Pour en savoir plus sur les cartes perforées :
http://fr.wikipedia.org/wiki/Carte_perfor%C3%A9e
Avant l’arrivée des PC commercialisés par IBM, les ordinateurs personnels Tandy, Apple, Commodore, etc…. disposaient généralement d’un affichage sur 64 colonnes pour des raisons de simplicité de programmation.
Merci beaucoup, cela complète bien l’histoire effectivement, que je mettrais donc à jour dès que possible.
La filiation avec la machine à écrire est donc pas évidente.
euh 24*36 en photographie d’accord, mais au cinéma l’image est dans l’autre sens sur la pellicule, en 22*16 soit 1.37 légèrement plus grand que le 4:3 de la TV.
bravo pour l’article, sinon, et l’exposé de lundi 22 au soir !

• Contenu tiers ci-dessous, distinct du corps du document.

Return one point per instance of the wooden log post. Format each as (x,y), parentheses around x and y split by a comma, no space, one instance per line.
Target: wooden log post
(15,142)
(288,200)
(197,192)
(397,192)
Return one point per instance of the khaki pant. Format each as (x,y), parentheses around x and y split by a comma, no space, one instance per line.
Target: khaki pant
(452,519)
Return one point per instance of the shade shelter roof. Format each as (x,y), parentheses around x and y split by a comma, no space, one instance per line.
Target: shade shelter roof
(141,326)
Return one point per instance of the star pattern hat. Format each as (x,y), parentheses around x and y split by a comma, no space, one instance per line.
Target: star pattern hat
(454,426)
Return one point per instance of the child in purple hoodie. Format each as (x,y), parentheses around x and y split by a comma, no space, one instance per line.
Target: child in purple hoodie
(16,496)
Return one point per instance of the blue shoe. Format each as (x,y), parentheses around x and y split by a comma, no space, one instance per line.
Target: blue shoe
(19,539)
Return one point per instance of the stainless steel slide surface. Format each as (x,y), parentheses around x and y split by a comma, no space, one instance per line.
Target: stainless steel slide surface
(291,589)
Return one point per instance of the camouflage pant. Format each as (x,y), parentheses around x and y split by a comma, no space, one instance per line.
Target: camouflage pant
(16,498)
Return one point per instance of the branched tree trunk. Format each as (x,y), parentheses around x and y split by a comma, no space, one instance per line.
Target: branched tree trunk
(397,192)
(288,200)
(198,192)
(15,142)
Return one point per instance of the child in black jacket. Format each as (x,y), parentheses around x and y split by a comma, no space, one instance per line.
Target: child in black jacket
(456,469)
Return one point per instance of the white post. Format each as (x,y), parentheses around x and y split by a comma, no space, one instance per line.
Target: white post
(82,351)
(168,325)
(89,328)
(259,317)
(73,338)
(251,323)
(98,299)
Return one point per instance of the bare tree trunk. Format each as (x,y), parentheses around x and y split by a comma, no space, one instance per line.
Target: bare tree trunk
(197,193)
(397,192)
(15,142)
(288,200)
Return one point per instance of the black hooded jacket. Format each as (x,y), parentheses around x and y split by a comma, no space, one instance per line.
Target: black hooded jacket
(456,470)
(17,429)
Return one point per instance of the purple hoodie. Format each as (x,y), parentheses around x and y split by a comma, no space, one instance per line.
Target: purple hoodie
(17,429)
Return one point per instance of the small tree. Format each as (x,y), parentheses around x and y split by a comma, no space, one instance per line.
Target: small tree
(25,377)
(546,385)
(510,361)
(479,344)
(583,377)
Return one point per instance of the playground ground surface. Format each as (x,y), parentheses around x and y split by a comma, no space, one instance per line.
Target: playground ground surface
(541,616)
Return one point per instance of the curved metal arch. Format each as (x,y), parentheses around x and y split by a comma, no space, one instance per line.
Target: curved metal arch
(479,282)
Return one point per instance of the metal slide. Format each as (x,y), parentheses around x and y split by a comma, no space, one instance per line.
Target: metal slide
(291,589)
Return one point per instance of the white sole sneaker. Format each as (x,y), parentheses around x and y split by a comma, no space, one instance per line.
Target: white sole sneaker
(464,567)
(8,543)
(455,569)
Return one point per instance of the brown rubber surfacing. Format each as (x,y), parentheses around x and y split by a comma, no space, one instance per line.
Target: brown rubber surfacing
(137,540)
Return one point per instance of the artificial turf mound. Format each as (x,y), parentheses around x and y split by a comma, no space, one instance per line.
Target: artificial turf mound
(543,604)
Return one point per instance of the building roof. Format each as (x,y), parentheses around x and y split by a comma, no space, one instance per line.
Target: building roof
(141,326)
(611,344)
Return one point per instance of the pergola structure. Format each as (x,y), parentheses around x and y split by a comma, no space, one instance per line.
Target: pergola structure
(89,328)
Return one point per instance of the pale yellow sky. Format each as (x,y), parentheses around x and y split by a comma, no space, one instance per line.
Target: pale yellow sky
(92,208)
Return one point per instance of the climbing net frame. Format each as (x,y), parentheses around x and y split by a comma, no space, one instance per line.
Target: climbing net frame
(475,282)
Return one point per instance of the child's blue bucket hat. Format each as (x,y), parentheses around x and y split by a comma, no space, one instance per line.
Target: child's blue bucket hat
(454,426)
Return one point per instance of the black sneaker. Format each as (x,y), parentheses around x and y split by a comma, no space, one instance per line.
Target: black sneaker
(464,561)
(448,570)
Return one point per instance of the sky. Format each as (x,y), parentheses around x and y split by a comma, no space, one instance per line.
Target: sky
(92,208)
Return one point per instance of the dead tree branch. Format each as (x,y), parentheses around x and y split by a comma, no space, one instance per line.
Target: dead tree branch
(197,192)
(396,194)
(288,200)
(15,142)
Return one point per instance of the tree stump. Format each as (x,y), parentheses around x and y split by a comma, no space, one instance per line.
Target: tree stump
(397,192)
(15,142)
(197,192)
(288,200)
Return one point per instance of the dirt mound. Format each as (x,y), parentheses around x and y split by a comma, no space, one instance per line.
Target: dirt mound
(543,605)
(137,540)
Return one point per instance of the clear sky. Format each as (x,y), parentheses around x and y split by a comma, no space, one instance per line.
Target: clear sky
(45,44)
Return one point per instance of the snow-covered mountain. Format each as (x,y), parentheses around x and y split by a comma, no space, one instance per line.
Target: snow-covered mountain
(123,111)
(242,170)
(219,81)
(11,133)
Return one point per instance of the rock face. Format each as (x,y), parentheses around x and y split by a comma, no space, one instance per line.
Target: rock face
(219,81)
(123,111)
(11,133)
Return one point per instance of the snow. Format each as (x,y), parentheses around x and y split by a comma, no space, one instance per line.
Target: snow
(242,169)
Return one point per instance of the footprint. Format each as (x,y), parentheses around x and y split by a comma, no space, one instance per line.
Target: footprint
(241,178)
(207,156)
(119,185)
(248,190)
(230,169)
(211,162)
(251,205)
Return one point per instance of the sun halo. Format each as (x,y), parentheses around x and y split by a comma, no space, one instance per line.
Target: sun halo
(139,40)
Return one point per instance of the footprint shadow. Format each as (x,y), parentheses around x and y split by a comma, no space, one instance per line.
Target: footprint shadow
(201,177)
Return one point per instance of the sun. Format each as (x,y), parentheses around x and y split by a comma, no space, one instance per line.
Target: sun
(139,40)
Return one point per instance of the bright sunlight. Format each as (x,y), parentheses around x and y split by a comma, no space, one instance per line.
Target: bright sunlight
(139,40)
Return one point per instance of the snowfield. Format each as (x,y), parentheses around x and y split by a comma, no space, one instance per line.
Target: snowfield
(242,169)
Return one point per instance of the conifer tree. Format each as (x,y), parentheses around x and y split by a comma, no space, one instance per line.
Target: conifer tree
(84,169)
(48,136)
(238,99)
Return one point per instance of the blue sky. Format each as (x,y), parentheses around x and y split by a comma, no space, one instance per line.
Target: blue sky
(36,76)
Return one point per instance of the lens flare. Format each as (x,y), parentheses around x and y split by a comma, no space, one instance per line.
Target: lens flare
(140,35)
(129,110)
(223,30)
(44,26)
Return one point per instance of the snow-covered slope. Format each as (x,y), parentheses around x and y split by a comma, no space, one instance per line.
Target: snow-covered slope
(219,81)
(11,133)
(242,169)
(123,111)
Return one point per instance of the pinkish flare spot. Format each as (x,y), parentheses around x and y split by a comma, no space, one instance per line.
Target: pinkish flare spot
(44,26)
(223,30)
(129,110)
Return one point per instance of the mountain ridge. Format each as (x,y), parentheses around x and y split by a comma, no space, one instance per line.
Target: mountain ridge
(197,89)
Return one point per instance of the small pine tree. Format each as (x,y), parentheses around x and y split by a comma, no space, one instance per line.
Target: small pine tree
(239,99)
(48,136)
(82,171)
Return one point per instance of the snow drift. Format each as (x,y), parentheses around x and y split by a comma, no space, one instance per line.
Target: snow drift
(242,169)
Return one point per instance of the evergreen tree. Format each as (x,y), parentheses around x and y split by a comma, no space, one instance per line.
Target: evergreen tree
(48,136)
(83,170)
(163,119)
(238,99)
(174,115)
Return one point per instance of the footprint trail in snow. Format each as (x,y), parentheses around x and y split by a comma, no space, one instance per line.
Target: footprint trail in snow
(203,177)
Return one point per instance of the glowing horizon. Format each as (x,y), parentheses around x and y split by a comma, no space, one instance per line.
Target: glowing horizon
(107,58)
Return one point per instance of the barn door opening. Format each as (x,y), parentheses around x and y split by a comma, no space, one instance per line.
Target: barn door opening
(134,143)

En fait, il semble que le 1,37 soit lié à la place pour la piste son. Utilisée entre 1927 et 1953, d’après http://www.son-video.com/Conseil/HomeCinema/FormatsCinema.html .
L’image était dans l’autre sens pour le format 70 mm.
Au cinéma, les images sont souvent comprimées pour rentrer dans la pellicule 35 mm. Avec des lentilles anamorphiques.
A savoir que l’origine de ces multiples de puissance de 2 se situe dans les mathématiques, sur les opérations sur les polynômes, en particulier sur les transformées de Fourrier.
Il se trouve que multiplier 2 polynômes de degré N-1 prends N² opération, ce qui peut être considérable avec N très grand. Cependant, il existe une astuce permettant de grandement réduire ce nombre d’opération à “p”, avec N=2^p.
Ce qui réduit très fortement la charge.